Declining for five weeks in a row, inflation slipped below 11 per cent for the first time in over four months on lower prices of industrial fuel and manufactured items, igniting hopes of RBI cutting key rates to spur economic growth.
The finance ministry said in a statement that inflation for 30 essential commodities decelerated to 7.47 per cent against 7.80 per cent in the previous week. “Seasonally adjusted inflation during September 2008 is provisionally estimated at minus 4.6 per cent,” the statement said.
It added hat there was a decline in prices of 6 essential items and prices of another 16 commodities remained unchanged.
The wholesale price-based inflation fell by 0.39 per cent to 10.68 per cent for the week ended October 18, while it was 3.11 per cent in the same period a year ago.
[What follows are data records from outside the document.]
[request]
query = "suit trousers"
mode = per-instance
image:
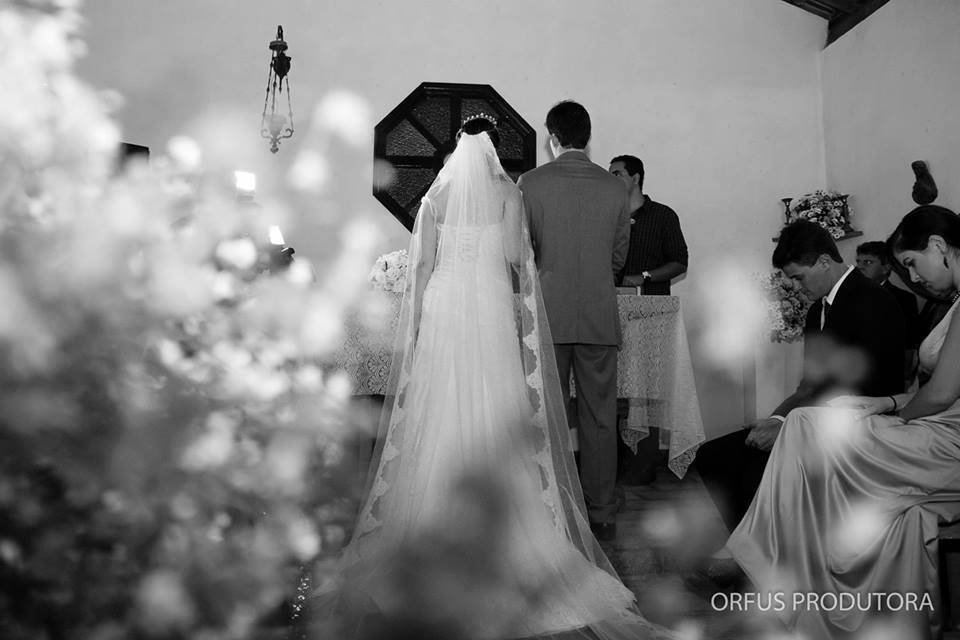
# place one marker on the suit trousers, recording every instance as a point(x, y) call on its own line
point(731, 471)
point(594, 369)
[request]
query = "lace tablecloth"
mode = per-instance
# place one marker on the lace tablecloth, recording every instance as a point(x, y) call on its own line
point(654, 371)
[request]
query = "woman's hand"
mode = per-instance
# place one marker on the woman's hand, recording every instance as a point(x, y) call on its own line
point(863, 406)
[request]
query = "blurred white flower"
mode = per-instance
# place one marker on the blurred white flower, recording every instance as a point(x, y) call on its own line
point(214, 446)
point(346, 114)
point(300, 272)
point(163, 602)
point(9, 552)
point(177, 287)
point(240, 253)
point(285, 462)
point(322, 325)
point(310, 171)
point(302, 538)
point(339, 386)
point(309, 379)
point(231, 355)
point(223, 286)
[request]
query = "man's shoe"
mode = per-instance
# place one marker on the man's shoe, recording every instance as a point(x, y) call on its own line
point(716, 574)
point(604, 531)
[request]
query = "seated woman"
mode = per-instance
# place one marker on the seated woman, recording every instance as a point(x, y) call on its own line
point(844, 525)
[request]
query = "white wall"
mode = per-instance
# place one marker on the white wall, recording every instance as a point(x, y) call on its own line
point(891, 92)
point(720, 99)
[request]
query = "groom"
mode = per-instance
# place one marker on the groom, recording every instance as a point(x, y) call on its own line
point(579, 219)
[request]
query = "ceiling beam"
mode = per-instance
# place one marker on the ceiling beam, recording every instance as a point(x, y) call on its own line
point(842, 24)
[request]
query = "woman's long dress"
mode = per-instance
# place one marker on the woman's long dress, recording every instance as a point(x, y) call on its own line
point(853, 507)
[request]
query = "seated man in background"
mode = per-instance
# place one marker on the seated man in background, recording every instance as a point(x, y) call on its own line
point(854, 340)
point(875, 263)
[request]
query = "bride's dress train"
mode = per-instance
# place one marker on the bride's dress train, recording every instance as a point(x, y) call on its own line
point(473, 457)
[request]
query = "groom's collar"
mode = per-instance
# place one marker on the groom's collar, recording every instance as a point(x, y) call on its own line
point(572, 154)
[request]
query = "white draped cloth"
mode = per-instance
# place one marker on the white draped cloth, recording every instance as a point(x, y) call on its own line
point(853, 507)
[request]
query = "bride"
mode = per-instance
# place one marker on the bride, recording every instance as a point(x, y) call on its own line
point(851, 500)
point(474, 521)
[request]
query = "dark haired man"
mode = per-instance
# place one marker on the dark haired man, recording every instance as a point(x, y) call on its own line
point(580, 227)
point(658, 252)
point(854, 341)
point(875, 262)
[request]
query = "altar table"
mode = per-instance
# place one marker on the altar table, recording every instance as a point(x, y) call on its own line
point(654, 372)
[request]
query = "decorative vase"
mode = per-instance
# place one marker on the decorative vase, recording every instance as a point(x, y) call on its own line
point(786, 209)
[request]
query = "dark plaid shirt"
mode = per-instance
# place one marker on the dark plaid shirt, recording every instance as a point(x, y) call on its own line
point(655, 239)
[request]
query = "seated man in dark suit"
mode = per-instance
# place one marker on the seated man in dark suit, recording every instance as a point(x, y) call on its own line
point(875, 263)
point(854, 340)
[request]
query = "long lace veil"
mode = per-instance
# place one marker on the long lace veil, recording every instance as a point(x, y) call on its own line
point(471, 198)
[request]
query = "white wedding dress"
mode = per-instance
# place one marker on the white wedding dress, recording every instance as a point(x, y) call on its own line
point(473, 483)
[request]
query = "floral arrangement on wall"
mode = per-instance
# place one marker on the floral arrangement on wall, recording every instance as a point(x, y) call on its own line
point(787, 306)
point(829, 209)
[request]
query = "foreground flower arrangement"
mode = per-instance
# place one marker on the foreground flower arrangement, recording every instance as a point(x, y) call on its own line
point(171, 448)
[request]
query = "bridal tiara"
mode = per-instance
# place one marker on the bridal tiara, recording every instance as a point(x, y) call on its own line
point(484, 116)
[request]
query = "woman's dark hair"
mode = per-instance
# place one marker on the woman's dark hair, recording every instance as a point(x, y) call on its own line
point(803, 242)
point(473, 126)
point(570, 122)
point(914, 231)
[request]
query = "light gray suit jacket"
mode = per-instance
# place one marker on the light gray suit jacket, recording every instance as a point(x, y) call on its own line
point(579, 221)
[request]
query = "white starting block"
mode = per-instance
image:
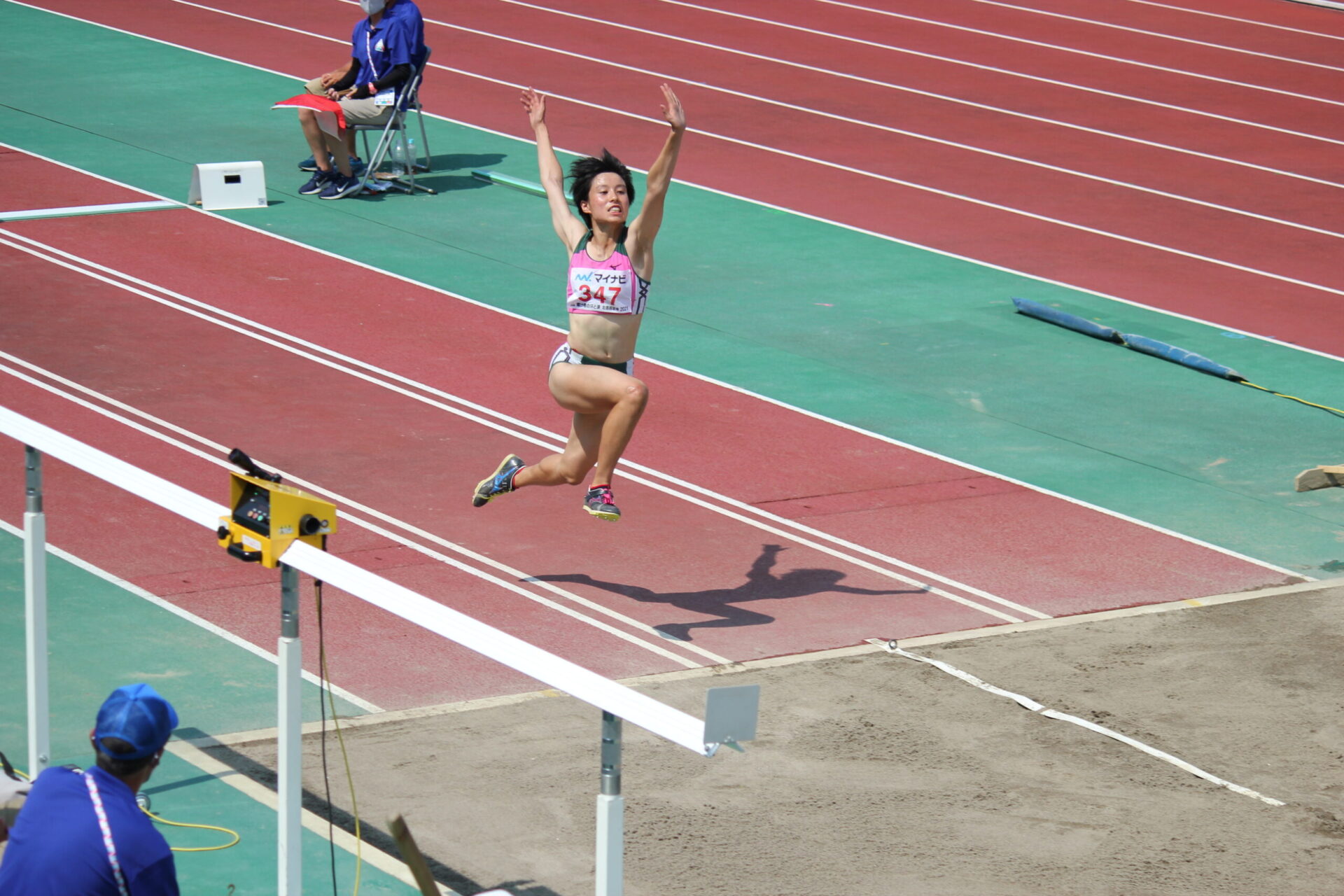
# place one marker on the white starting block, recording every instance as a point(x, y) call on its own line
point(227, 184)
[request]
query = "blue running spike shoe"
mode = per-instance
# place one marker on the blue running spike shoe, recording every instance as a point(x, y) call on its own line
point(356, 164)
point(340, 186)
point(598, 503)
point(318, 183)
point(498, 482)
Analysts believe that the declining trend in rate of price rise could lead to easing of monetary policy by either cutting short-term lending rate (repo) or lowering of CRR—the mandatory deposit banks are required to keep with RBI.
Crisil Principal Economist D K Joshi said RBI could slash CRR by 100 to 150 bps, depending on the liquidity condition.
During the week, prices of food articles like pulses, fruits and wheat declined. However, vegetables rates rose by 2.3 per cent and spices by half a per cent.
Inflation had soared to two digits from 8.75 per cent in June first week after the government hiked administered prices of petrol, diesel and LPG owing to high international crude prices. The rate of price rise almost touched 13 per cent at 12. 63 per cent, a 16-year high, in early August.
However crude oil prices have crumbled in recent weeks, leading to a fall in prices of some industrial fuel, including furnace oil, which was cheaper by six per cent while prices of light diesel oil declined by three per cent.